O Brasil e as borboletas amarelas




            O Brasil esteve, quase sempre, de costas para a América Latina. Somem-se à barreira da língua os distintos processos históricos, sociais e culturais e a ausência de uma política efetiva de integração regional - e estará explicada a distância que separa as Américas hispânica e portuguesa.

 

         No início dos anos 60 do século passado, houve experiência exitosa de diplomacia cultural, com a implantação, em todos os países do subcontinente, de centros e institutos de estudos, à semelhança da Aliança Francesa e do Instituto Goethe, destinados à difusão da língua portuguesa e à promoção da cultura brasileira. Marco mais ambicioso foi o acordo firmado em 1986 pelos presidentes Sarney, Alfonsín (Argentina) e Sanguinetti (Uruguai) visando à integração econômica, cultural, energética e turística das nações sul-americanas. Iniciativa que se frustrou, em parte, pelo insucesso do Mercosul, o mercado comum que não passou de um acordo aduaneiro.  

 

         A literatura e as artes, pelo menos em alguns momentos da história, lograram uma aproximação, à margem dos canais oficiais. Já nos anos 30 e 40, publicaram-se no Brasil diversos clássicos latino-americanos, os quais só podem ser encontrados hoje em sebos de raridades. Nos anos 60 e 70, sobretudo, os brasileiros foram seduzidos e fortemente influenciados pela cultura e pela história dos vizinhos de fala espanhola. 

 

Até o início dos anos 80, a música de Violeta Parra (Chile), Mercedes Sosa (Argentina) e Pablo Milanez (Cuba); as culturas milenares dos incas, maias e astecas, à luz de novos estudos e descobertas arqueológicas; a revolução cubana; e, principalmente, os livros de Julio Cortázar, Jorge Luís Borges, Gabriel Garcia Márquez, Pablo Neruda, Octavio Paz, Augusto Roa Bastos e Mário Vargas Llosa fascinavam estudantes, artistas e intelectuais, do Maranhão ao Rio Grande do Sul, da Europa aos Estados Unidos. 

 

Foi a época do boom latino-americano, que coincidiu com um período de ditaduras em diversos países, incluídos Brasil e Argentina, quando aqueles e outros autores alcançaram o status de celebridades mundiais, com a publicação, e excelente acolhida, na Europa e nos Estados Unidos, de obras-primas que falavam de um mundo desconhecido, de uma realidade espantosa e, por isso rotuladas genericamente de realismo fantástico, num reducionismo que sempre os incomodou. 

 

O mexicano Octavio Paz escreveu no ensaio Alrededores de la literatura hispano-americana que, depois das literaturas inglesa e russa, no século XIX, a grande novidade, no mundo ocidental, no século XX, foi a literatura produzida na América Latina, “en sus dos grandes ramas: la brasileña y la hispano-americana”. Uma literatura que se apresentava em dois idiomas, o espanhol e o português, herdeira de Miguel de Cervantes e Luiz Vaz de Camões.

 

A história desse fenômeno é revivida no livro Mariposas amarillas y los señores dictadores (As borboletas amarelas e os senhores ditadores), da escritora e editora alemã Michi Strausfeld, uma das mais conceituadas especialistas da atualidade em literatura latino-americana no mundo. Mais que isso: nas 576 páginas da obra, disponível por enquanto em língua espanhola. a autora conduz o leitor num percurso apaixonante pela história do continente, mesclando os relatos dos historiadores com os textos dos ficcionistas, descrevendo a experiência de ter convivido com muitos desses criadores.

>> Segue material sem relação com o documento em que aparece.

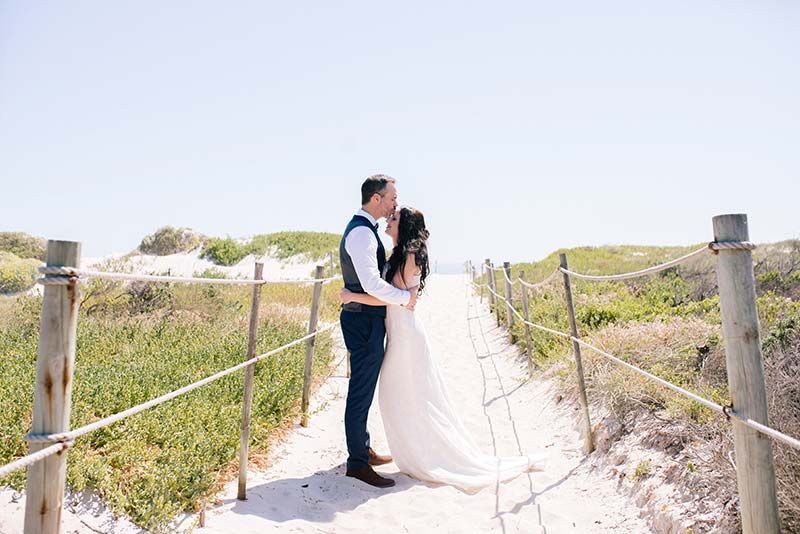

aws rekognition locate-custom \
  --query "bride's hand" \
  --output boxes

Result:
[339,288,353,304]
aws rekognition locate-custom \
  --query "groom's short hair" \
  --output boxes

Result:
[361,174,395,206]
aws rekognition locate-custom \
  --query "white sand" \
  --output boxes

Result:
[0,275,650,534]
[198,275,650,534]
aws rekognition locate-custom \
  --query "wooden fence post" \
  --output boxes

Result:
[503,261,514,343]
[713,214,780,534]
[300,265,325,427]
[519,271,533,376]
[236,262,264,501]
[489,263,500,326]
[24,240,81,534]
[481,258,494,311]
[558,254,594,454]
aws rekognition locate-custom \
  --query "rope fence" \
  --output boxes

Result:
[0,244,342,534]
[37,267,342,286]
[469,214,800,534]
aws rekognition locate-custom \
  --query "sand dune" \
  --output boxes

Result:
[198,275,649,534]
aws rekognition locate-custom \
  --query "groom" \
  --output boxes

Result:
[339,174,417,488]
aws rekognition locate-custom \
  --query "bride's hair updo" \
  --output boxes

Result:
[386,208,430,292]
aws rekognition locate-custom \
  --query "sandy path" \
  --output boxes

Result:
[198,275,650,534]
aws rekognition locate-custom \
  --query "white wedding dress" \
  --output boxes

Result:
[378,277,545,491]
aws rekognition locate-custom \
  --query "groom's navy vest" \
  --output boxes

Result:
[339,215,386,317]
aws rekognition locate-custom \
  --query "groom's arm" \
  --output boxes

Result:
[344,226,411,306]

Para ela, a literatura do século XX foi um dos principais instrumentos de construção das identidades latino-americanas. Romances de escritores como Carlos Fuentes, Alejo Carpentier, Gabriel García Márquez, Mário Vargas Llosa e Júlio Cortázar, entre tantos outros, contemporâneos ou predecessores, como Juan Rulfo, Jose Maria Arguedas e Ciro Alegria, revelaram ou iluminaram episódios da história esquecidos, desmerecidos ou manipulados pelos historiadores.   

 

O mesmo papel teriam cumprido textos que desmistificaram a figura de Colombo e denunciaram a extensão do horror que representou a destruição das civilizações pré-colombianas pela ação genocida dos conquistadores. Muito a propósito, Strausfeld recolhe uma frase de A verdade das mentiras, livro em que Mário Vargas Llosa analisa as obras que marcaram os últimos cem anos: “A literatura conta a história que a história que escrevem os historiadores não pode nem sabe contar”. 

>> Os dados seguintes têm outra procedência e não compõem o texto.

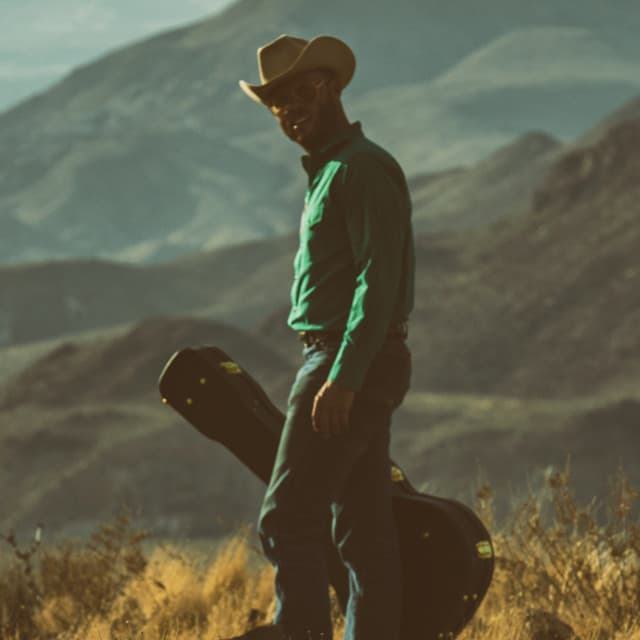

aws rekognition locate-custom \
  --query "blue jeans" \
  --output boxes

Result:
[258,337,411,640]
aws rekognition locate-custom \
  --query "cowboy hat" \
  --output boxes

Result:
[238,35,356,103]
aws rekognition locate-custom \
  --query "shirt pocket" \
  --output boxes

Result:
[304,200,325,228]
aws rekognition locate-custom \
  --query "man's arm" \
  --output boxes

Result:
[328,156,411,391]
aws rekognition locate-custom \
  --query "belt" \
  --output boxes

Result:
[298,321,409,347]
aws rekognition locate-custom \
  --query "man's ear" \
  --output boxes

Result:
[329,73,342,98]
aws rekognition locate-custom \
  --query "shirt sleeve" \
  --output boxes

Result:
[328,156,411,391]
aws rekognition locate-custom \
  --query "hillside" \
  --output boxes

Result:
[0,105,640,536]
[0,0,640,264]
[0,318,295,537]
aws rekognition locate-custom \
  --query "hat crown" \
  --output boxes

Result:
[258,35,309,84]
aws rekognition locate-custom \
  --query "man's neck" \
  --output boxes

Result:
[302,114,351,156]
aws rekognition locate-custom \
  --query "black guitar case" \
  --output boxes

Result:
[159,346,494,640]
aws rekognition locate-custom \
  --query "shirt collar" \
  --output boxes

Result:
[300,120,363,177]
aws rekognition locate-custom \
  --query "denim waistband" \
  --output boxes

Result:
[298,321,409,347]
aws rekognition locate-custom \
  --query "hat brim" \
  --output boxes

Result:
[238,36,356,104]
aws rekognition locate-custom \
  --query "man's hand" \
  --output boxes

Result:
[311,380,356,438]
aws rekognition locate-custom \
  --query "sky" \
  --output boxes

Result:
[0,0,235,112]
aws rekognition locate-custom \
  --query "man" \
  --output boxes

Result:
[230,35,414,640]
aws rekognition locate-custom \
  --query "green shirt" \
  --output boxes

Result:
[287,122,415,391]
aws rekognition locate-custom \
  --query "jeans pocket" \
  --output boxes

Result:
[361,340,412,411]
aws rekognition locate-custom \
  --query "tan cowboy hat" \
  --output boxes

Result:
[238,35,356,103]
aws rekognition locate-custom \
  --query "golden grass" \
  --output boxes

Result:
[0,468,640,640]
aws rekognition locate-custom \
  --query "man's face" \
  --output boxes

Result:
[267,69,340,151]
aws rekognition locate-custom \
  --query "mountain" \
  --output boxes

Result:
[409,132,564,233]
[0,109,640,536]
[0,127,563,346]
[0,318,295,537]
[0,0,640,264]
[261,111,640,398]
[0,235,296,346]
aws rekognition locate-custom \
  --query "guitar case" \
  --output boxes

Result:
[159,346,494,640]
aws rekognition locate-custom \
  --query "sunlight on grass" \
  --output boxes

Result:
[0,468,640,640]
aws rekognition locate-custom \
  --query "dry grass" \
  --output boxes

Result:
[0,467,640,640]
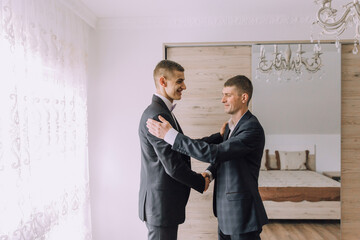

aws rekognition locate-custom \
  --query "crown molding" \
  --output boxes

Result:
[60,0,98,28]
[97,15,314,29]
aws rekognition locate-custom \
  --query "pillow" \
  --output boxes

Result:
[275,151,308,170]
[260,149,269,171]
[266,151,280,170]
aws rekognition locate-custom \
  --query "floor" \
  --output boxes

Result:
[261,220,340,240]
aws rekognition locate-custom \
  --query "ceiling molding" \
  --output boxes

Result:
[97,15,314,29]
[60,0,98,28]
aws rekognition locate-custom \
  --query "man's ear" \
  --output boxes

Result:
[241,93,249,103]
[159,76,166,87]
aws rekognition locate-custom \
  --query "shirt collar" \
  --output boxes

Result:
[155,93,176,112]
[228,110,249,132]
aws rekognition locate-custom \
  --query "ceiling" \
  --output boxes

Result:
[79,0,326,18]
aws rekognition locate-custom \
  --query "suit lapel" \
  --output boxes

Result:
[152,95,183,133]
[230,110,252,137]
[223,125,230,141]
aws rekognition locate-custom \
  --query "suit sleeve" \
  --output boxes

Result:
[146,114,205,193]
[172,124,263,164]
[197,133,223,179]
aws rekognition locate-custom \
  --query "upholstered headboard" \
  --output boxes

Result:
[264,149,316,171]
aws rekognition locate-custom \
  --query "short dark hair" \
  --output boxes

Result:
[153,60,185,86]
[224,75,253,105]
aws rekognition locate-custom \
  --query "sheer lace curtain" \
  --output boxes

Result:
[0,0,91,240]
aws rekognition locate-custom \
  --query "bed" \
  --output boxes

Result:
[259,150,340,219]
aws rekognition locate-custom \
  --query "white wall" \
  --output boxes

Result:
[252,44,341,172]
[88,16,348,240]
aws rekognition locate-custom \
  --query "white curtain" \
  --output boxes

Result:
[0,0,92,240]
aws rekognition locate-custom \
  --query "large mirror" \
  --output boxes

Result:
[252,44,341,220]
[165,44,341,240]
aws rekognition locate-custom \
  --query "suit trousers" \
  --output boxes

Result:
[218,228,262,240]
[146,223,179,240]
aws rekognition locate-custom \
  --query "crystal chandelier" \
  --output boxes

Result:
[258,44,322,74]
[311,0,360,54]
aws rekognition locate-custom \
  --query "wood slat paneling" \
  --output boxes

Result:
[167,46,251,240]
[341,45,360,240]
[167,45,360,240]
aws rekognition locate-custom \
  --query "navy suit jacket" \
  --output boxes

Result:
[172,111,268,235]
[139,95,205,227]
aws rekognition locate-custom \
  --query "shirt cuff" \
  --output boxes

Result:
[205,170,214,182]
[164,128,179,146]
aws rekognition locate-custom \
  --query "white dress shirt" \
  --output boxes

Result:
[155,93,179,131]
[164,111,247,181]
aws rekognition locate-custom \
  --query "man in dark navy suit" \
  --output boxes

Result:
[139,60,210,240]
[147,75,268,240]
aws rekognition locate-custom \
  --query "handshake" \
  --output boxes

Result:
[201,172,211,192]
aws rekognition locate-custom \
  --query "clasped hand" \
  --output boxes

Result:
[146,115,172,139]
[201,172,210,192]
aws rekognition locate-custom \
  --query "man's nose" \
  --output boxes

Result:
[181,83,186,90]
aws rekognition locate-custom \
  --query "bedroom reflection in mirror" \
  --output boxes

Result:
[252,44,341,220]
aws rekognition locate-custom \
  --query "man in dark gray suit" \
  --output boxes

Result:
[147,75,268,240]
[139,60,210,240]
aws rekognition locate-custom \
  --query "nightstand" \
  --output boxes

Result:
[323,171,341,182]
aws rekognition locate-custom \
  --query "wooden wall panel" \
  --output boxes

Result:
[167,46,251,240]
[341,45,360,240]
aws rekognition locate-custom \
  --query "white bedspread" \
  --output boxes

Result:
[259,170,341,187]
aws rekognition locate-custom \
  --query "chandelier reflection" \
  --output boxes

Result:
[256,44,322,81]
[311,0,360,54]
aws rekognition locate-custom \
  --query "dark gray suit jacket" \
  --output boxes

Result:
[139,95,205,227]
[172,111,268,235]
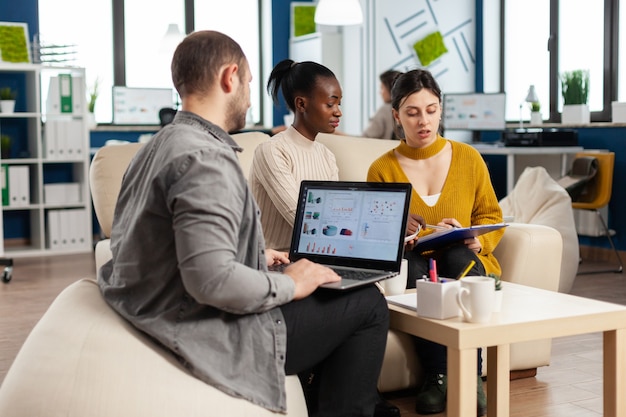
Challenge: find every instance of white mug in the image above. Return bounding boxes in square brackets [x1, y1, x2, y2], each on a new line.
[381, 259, 409, 296]
[456, 277, 496, 323]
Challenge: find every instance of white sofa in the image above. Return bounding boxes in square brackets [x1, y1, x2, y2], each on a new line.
[0, 133, 562, 417]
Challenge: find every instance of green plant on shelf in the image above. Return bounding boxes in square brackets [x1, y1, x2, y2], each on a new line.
[530, 101, 541, 112]
[561, 70, 589, 105]
[0, 87, 17, 100]
[0, 135, 11, 159]
[87, 78, 100, 113]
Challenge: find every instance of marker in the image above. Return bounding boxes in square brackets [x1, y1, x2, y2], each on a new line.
[456, 260, 476, 279]
[428, 258, 437, 282]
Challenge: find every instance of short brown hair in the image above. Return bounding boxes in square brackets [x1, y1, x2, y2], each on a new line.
[171, 30, 246, 97]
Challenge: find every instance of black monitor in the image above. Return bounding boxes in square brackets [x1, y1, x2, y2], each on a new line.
[443, 93, 506, 131]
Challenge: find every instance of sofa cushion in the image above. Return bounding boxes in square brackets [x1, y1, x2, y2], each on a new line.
[500, 166, 579, 293]
[0, 279, 307, 417]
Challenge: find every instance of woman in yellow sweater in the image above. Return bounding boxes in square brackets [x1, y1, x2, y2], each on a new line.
[367, 69, 504, 416]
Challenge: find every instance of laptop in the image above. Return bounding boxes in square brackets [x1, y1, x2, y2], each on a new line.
[282, 180, 411, 290]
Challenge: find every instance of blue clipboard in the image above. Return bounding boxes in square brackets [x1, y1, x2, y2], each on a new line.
[415, 223, 508, 251]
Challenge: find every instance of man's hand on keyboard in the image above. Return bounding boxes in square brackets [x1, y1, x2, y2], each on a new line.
[284, 259, 341, 300]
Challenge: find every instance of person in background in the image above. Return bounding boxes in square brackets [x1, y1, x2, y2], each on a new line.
[98, 31, 389, 417]
[361, 70, 402, 139]
[249, 59, 342, 250]
[367, 69, 504, 416]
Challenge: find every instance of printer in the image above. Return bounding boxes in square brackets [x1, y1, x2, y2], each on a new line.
[502, 128, 578, 146]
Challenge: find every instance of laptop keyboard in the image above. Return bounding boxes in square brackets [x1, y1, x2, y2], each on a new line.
[269, 264, 380, 281]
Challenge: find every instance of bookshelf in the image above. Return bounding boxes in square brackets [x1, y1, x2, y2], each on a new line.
[0, 63, 93, 258]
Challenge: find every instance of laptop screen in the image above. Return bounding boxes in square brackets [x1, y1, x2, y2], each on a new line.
[290, 181, 411, 270]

Vargas Llosa e García Márques, anos 60 

 

Em dezesseis capítulos, a obra da escritora alemã esquadrinha uma história de cinco séculos, da conquista à colonização, passando pelas lutas por independência, a irrupção de repúblicas dominadas por ditadores e caudilhos (daí, o subtítulo do livro) até os conflitos da atualidade, que envolvem, além dos males da instabilidade política, os problemas relativos a migrações e drogas, tudo sob a ótica da criação literária. 

 

Consciente da distância cultural que separa o Brasil dos demais países do subcontinente, sem ocultar maior afinidade/intimidade com autores de língua espanhola, com os quais conviveu, Michi Strausfeld  reconhece a importância da  literatura brasileira produzida a partir do final do século XIX. 

 

Na sua avaliação, Machado de Assis, autor de “romances esplêndidos, assombrosamente modernos”, é um prodígio, e sua obra se insere na tradição de Cervantes, Sterne e Diderot, compartilhando juízo do escritor mexicano Carlos Fuentes (1928-2012). Gilberto Freyre, sobretudo com Casa grande e senzala, “é o quarto apóstolo da consciência cultural dos brasileiros” (os outros seriam Niemeyer, na arquitetura, Lúcio Costa no urbanismo e Portinari na pintura). A autora considera Grande sertão: veredas, de Guimarães Rosa, o romance brasileiro mais importante e, ao mesmo tempo, uma das grandes obras da literatura universal do século XX. 

 

O Brasil, no seu entendimento, deu o salto cultural para a modernidade com a Semana de Arte Moderna, realizada em 1922, a partir de quando pintores (Di Cavalcanti, Tarsila do Amaral), músicos (Villa-Lobos) e escritores (Oswald e Mário de Andrade) romperam os laços que submetiam culturalmente o país à Europa, e passaram a competir em igualmente com os artistas do Velho Mundo.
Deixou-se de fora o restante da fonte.